Fouiller dans les archives peut parfois apporter son lot d’émotions, c’est ce qui est arrivé à Nicole Vigneault, présidente du CA de la Société de généalogie de la Côte-Nord, alors qu’un jour elle fit la découverte d’une tante dont elle ignorait l’existence.
Plusieurs personnes rêvent de découvrir qui sont leurs ancêtres et même de retrouver qui était le premier arrivant de leur lignée en Amérique du Nord, selon le personnel de la Bibliothèque des Archives nationales à Sept-Îles, qui tiendra une journée portes ouvertes, le 28 novembre.
Selon les documents trouvés par Nicole Vigneault, sa tante avait bel et bien existé, même si son père et ses autres tantes n’en avaient pas de souvenir. À force de creuser l’histoire, elle réussit à recoller les morceaux du casse-tête. Elle avait la date de naissance et de décès dans un registre. Sa tante est décédée alors qu’elle était un bébé. « Grâce à cette trouvaille, je l’ai renouvelé dans leurs mémoires », raconte Mme Vigneault.
Il est possible de réaliser ses propres recherches directement au bureau de BAnQ à Sept-Îles. La Société de généalogie de la Côte-Nord (SHCN) peut accompagner les chercheurs en herbe dans leurs quêtes. Leurs services sont ouverts au grand public.
Durant l’événement de vendredi, entre 13 h 30 à 15 h, les participants pourront découvrir les outils de recherche, les plateformes de partage d’informations généalogiques en ligne, les espaces publics du bureau de BAnQ à Sept-Îles et les coulisses du centre d’archives.

« Les gens qui viennent ici sont vraiment intéressés à retrouver leurs ancêtres et à mettre de l’histoire autour de leur famille.

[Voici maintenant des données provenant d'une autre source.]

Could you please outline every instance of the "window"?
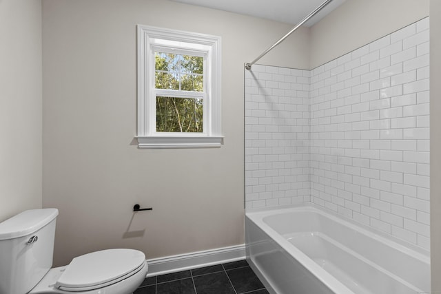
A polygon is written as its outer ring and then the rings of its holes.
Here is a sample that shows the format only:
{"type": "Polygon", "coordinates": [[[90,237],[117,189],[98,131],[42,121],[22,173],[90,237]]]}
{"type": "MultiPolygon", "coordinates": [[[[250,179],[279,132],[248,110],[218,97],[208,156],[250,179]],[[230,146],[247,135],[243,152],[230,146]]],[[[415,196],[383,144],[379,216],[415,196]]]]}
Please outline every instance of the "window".
{"type": "Polygon", "coordinates": [[[220,38],[138,25],[139,148],[220,147],[220,38]]]}

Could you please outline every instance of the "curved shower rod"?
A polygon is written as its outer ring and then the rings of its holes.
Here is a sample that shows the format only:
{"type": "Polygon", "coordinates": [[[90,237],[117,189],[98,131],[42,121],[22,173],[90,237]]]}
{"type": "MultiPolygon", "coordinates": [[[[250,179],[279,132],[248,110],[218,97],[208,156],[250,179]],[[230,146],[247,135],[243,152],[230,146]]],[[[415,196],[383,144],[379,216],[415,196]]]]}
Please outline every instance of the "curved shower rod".
{"type": "Polygon", "coordinates": [[[257,61],[258,61],[259,59],[260,59],[262,57],[263,57],[267,53],[268,53],[269,51],[272,50],[273,48],[276,46],[277,46],[278,44],[280,44],[280,43],[282,43],[285,39],[287,39],[291,34],[292,34],[293,32],[294,32],[295,30],[296,30],[298,28],[300,27],[300,25],[302,25],[303,23],[305,23],[305,22],[307,22],[308,21],[308,19],[309,19],[310,18],[311,18],[312,17],[314,17],[314,15],[316,15],[317,14],[317,12],[318,12],[320,10],[321,10],[325,6],[326,6],[327,5],[328,5],[332,0],[326,0],[325,2],[323,2],[322,3],[321,3],[320,5],[320,6],[318,6],[317,8],[316,8],[312,12],[309,13],[305,19],[303,19],[300,23],[298,23],[297,25],[296,25],[296,26],[294,28],[292,28],[292,30],[291,30],[289,31],[289,32],[288,32],[287,34],[285,34],[285,36],[283,36],[282,38],[280,38],[280,40],[278,40],[277,42],[274,43],[274,44],[271,46],[270,48],[269,48],[268,49],[267,49],[266,50],[265,50],[265,52],[263,53],[262,53],[260,55],[259,55],[256,59],[254,59],[254,61],[252,61],[252,62],[250,62],[249,63],[245,63],[245,68],[248,70],[251,70],[251,67],[256,63],[257,61]]]}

On met à la disposition du public des ressources pour qu’ils puissent faire leurs recherches », explique Danielle Saucier, archiviste et coordonnatrice chez BAnQ.
Retrouver ses origines
Mme Saucier se souvient d’une personne qui a fréquenté le centre d’archives pendant plus d’un an, recherchant des réponses concernant ses origines, afin de se réapproprier son identité autochtone.
Finalement la personne est revenue les voir et oui, ça avait fonctionné.
« C’est une boucle qui se boucle, puis c’est aussi qu’on sent qu’on sert à quelque chose. C’est rare qu’on ait des suites des recherches des gens. Quand les gens viennent régulièrement, on finit aussi par s’attacher à eux et à leur histoire.»
En plus de la journée porte ouverte du vendredi 28 novembre, une conférence sur la recherche dans les notaires en ligne sera présentée le mardi 25 novembre, 19 h, dans les bureaux de BAnQ à Sept-Îles.